Dron wyposażony jest w czujniki mierzące poziom stężenia w powietrzu szkodliwych substancji: formaldehydu, chlorowodoru, lotnych związków organicznych oraz pyłu zawieszonego PM10 i PM2,5, które wytwarzane są podczas spalania w piecach niedozwolonych materiałów i zanieczyszczają powietrze. Użycie drona pozwala precyzyjnie namierzyć źródło zanieczyszczeń i skierować tam patrol straży miejskiej, który po kontroli może nałożyć mandat na osobę dopuszczającą się tego procederu.

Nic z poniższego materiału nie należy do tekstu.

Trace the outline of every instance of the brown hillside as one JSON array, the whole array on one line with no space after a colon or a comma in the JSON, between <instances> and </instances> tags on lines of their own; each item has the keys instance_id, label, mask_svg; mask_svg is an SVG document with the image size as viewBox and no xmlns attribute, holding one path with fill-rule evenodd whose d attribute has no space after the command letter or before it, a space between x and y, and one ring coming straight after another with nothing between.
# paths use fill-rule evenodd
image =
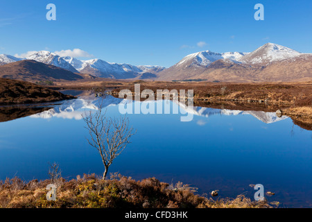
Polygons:
<instances>
[{"instance_id":1,"label":"brown hillside","mask_svg":"<svg viewBox=\"0 0 312 222\"><path fill-rule=\"evenodd\" d=\"M33 83L0 78L0 105L45 103L73 98Z\"/></svg>"},{"instance_id":2,"label":"brown hillside","mask_svg":"<svg viewBox=\"0 0 312 222\"><path fill-rule=\"evenodd\" d=\"M33 83L83 79L77 74L35 60L21 60L0 66L0 78Z\"/></svg>"}]
</instances>

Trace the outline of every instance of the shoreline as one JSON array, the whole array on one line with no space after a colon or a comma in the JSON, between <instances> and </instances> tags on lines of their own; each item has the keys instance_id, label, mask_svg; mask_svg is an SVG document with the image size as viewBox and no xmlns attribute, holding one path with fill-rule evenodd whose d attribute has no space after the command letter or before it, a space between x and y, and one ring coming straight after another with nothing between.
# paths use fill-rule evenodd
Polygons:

- Po wykryciu przez dron przekroczenia poziomów szkodliwych substancji i wskazaniu źródła, do akcji wkraczają strażnicy - tłumaczy st. insp. Joanna Wojtach ze szczecińskiej straży miejskiej. – Po wejściu na posesję i sprawdzeniu pieca często okazuje się, że mamy do czynienia jedynie ze słabej jakości węglem lub nieprawidłowym rozpalaniem pieca. W takiej sytuacji możemy jedynie rozmawiać i edukować. Natomiast w przypadku wykrycia materiałów, które zgodnie z ustawą nie mogą służyć do palenia w piecach, wystawiane są mandaty.
Kontrole będą prowadzone w miejscach wytypowanych na podstawie zgłoszeń mieszkańców i odbywać się będą zarówno w godzinach porannych, jak i wieczornych.
Czym nie można palić w piecu?
Przypomnijmy, w piecach palić nie można m.in. zanieczyszczonymi odpadami drewnianymi, np. impregnowanymi i lakierowanymi, materiałami nasączonymi substancjami chemicznymi, opakowaniami i butelkami z tworzyw sztucznych po napojach, farbach i lakierach, rozpuszczalnikach i innych substancjach chemicznych, oponami i odpadami z gumy oraz impregnowana tekturą.